VITAMIN C: 1,000 - 5,000 mg per day. Vitamin C helps remove cholesterol by converting it into bile acids that are excreted by the bowel. Studies have shown taking 1000 mg of vitamin C and 800 mg Vitamin E before a fat containing meal prevents some fats from being absorbed into the blood. Many people prefer the less acidic (more alkaline) buffered Vitamin C produced by reacting ascorbic acid with minerals including calcium and magnesium. Calcium ascorbate is the principal form of vitamin C used in Ester-C, Mild-C, etc. Mineral ascorbates also contain highly absorbable forms of minerals.
AOR TLC: The best vitamin C formula for lowering cholesterol, helping to remove oxidized LDL cholesterol and Lp(a) (Lipoprotein a) and improve cardiovascular health is TLC by AOR. This formula helps to alter the binding properties of Lp(a) a major risk factor for cardiovascular disease. Proline and lysine are also necessary components for the production of collagen, along with Vitamin C.
RED YEAST RICE: Statin drugs are derived from red yeast rice. RYR is not allowed in Canada.
MAGNESIUM: 300 - 500 mg / day (may raise HDL levels). Magnesium also blocks the HMG-CoA reductase enzyme (like statins) but unlike statin drugs, magnesium does not deplete CoQ10. Magnesium is required for over 300 enzymatic and biochemical reactions in the body.
LECITHIN: (19 grains), 2 capsules, 3 times per day may raise HDL levels.
POMEGRANATE: Juice, concentrated extracts, or supplements.
THEAFLAVINS: Derived from black tea, black tea flavonoids are strong antioxidants shown to help regulate and lower inflammation, lower LDL, raise HDL, and help protect against LDL oxidation.
GLUCOMANNAN/KONJAC ROOT: While glucomannan is often prescribed as a weight loss aid, as it helps curb hunger by increasing satiety, studies have proven that it is effective at lowering cholesterol.
CURCUMIN (CONCENTRATED SUPPLEMENT): The most powerful herbal supplement, research indicates that curcumin, the extract derived from turmeric, can lower LDL, raise HDL, and prevent LDL oxidation.
RECOMMENDED CHOLESTEROL SUPPLEMENTS: (IN ORDER OF EFFECTIVENESS)

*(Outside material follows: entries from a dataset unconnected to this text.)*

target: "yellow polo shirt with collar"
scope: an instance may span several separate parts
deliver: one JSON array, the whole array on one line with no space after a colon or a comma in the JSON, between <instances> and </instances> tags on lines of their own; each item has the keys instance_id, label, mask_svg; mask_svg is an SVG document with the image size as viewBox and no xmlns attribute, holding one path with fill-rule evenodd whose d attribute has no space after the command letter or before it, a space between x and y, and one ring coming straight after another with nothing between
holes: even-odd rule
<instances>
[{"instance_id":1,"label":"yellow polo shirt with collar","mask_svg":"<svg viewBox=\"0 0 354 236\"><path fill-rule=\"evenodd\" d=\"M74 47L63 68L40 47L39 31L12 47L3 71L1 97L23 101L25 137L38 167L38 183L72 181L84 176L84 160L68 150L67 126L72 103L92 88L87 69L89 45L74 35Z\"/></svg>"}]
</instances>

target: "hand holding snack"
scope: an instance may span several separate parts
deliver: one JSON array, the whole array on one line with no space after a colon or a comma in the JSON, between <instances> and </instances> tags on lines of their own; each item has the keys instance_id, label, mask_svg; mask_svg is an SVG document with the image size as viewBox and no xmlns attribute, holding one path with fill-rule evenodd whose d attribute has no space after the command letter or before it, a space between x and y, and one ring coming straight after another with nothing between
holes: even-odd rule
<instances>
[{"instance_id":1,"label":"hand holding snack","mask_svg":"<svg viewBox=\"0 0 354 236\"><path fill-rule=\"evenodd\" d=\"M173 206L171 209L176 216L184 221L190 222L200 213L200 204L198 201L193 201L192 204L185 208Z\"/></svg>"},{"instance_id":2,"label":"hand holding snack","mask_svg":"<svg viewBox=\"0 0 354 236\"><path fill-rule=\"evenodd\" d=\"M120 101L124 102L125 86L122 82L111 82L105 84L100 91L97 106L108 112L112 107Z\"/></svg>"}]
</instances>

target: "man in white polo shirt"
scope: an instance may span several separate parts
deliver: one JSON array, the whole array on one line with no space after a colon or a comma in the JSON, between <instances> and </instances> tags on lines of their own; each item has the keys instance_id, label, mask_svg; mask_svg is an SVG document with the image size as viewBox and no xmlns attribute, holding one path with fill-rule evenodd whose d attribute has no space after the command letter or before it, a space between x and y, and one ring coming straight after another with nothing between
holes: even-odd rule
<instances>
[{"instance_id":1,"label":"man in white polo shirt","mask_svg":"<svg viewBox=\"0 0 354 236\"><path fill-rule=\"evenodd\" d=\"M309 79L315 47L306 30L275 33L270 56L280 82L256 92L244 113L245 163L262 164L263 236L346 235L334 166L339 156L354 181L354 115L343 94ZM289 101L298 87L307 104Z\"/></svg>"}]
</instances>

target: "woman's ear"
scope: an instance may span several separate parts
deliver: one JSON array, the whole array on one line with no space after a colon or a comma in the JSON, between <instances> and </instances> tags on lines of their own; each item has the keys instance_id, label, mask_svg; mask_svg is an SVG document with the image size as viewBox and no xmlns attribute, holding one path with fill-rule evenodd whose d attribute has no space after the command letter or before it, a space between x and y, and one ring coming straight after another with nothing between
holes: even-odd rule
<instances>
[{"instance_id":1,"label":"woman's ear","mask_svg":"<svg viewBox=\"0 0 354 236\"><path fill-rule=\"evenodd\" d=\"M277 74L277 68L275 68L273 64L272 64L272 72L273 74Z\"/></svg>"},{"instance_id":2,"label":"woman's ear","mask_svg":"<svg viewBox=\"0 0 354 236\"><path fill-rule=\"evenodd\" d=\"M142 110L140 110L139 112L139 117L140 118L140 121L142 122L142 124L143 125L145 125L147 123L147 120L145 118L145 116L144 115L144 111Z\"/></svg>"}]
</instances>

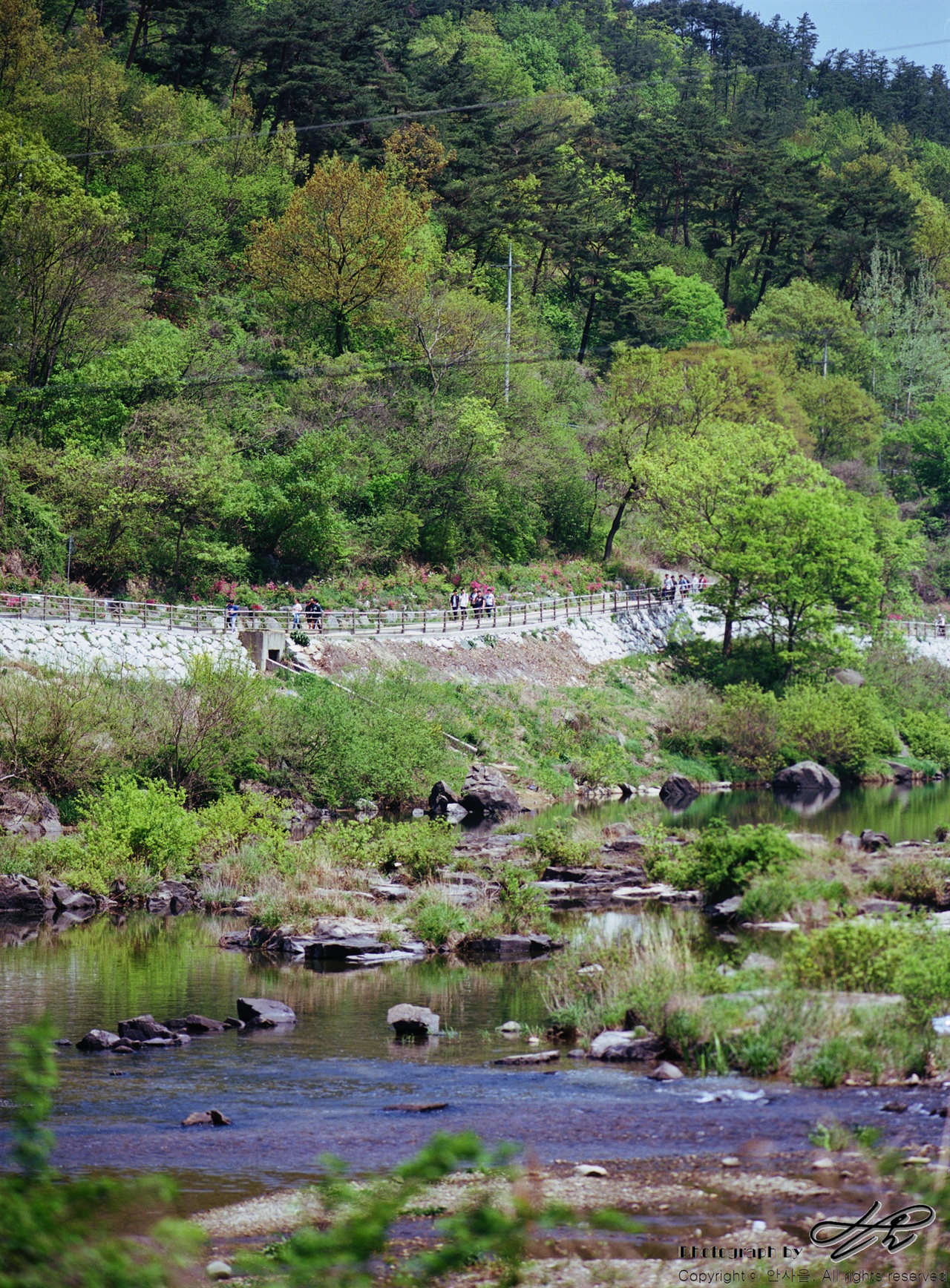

* Douglas Laboratories Cardio-Edge [now called Choles-Sterol], with Sytrinol, a clinically proven extract of citrus and palm fruits.
* Vita Heart Cholesterol Health
* Carlson Labs Right for Cholesterol
* NOW Cholestatin
* Omega Alpha Less Sterol
* AOR CureCumin - The most powerful Curcumin supplement available, with the widest range of health benefits. Curcumin is the concentrated active ingredient derived from the turmeric spice.
RECOMMENDED FIBRE PRODUCTS (ASK AVIVA FOR OTHER RECOMMENDATIONS)
CHOLESTEROL LOWERING DRUGS: STATINS
Statin drugs reduce cholesterol by inhibiting HMG-CoA reductase, a liver enzyme directly responsible for about 80 percent of the cholesterol production in the body. The same enzyme is also a crucial part of the body's process for producing coenzyme Q10 (CoQ10), and that's why CoQ10 levels are negatively affected by statins. Those taking statin drugs should seriously consider taking CoQ10, 300 mg per day, as low levels of CoQ10 may contribute to congestive heart failure, muscle weakness and low energy levels. The most popular statin drugs include Lipitor (atorvastatin), Lescol (fluvastatin), Mevacor (lovastatin), Pravachol (pravastatin), Zocor (simvastatin), and Crestor (rosuvastatin).